Ma, la Corte territoriale, con motivazione corretta sotto il profilo giuridico e congruamente articolata, ha ritenuto che non potesse configurarsi una responsabilità civile a carico del datore di lavoro, giacché, pur dovendosi dare atto che, nel quadro della suddetta normativa, di cui ai suddetti D.M. n. 236/1989 e D.P.R. n. 503/1996, andava rispettato un più rigoroso livello del c.d. coefficiente di attrito (superiore a 40), non potevano trascurarsi le circostanze sopra riportate (assenza dì vizi di manutenzione o di insidia legata alle pulizie, conoscenza, da parte della P., del tratto di pavimento in questione, ecc.), che inducevano ad escludere ogni responsabilità. Così argomentando, la Corte di merito ha mostrato di adeguarsi alle stesse considerazioni del CTU, laddove sottolinea - come riportato testualmente nel controricorso- che le prove strumentali avevano "evidenziato una modesta scivolosità che questo CTU ritiene comune alla generalità dei pavimenti esistenti negli uffici pubblici e privati" e "che il rischio del pavimento de quo, sia pure modestamente scivoloso, in concreto non risulta di particolare rilievo).
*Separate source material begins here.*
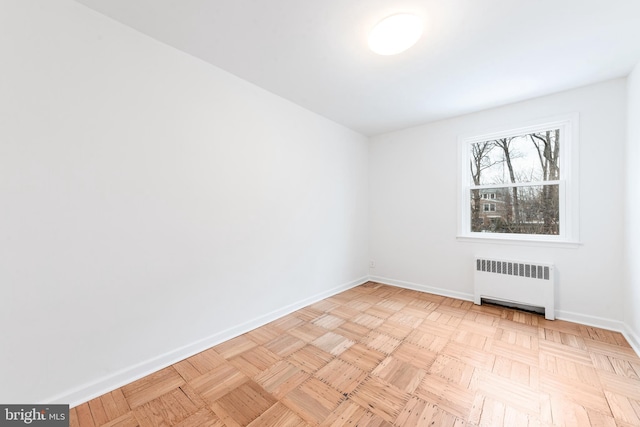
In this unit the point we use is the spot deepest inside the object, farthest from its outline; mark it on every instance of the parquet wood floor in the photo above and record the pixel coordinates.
(377, 355)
Ne deriva che l'infortunio di cui trattasi, ancorché indennizzabile (ed indennizzato), non è, tuttavia, risarcibile.
Il ricorso va, pertanto, rigettato.
Sussistono giusti motivi, in considerazione a della natura delle questioni trattate e della peculiarità fattuale della controversia in esame, per compensare - tra le parti costituite - le spese del presente giudizio di cassazione.

P.Q.M.



La Corte rigetta il ricorso e compensa le spese. Ai sensi del D.P.R. n. 115 dei 2002, art. 13, comma 1 quater, da atto della sussistenza dei presupposti per il versamento, da parte della ricorrente, dell'ulteriore importo a titolo di contributo unificato, pari a quello dovuto per il ricorso, a norma dei comma 1 bis dello stesso art. 13.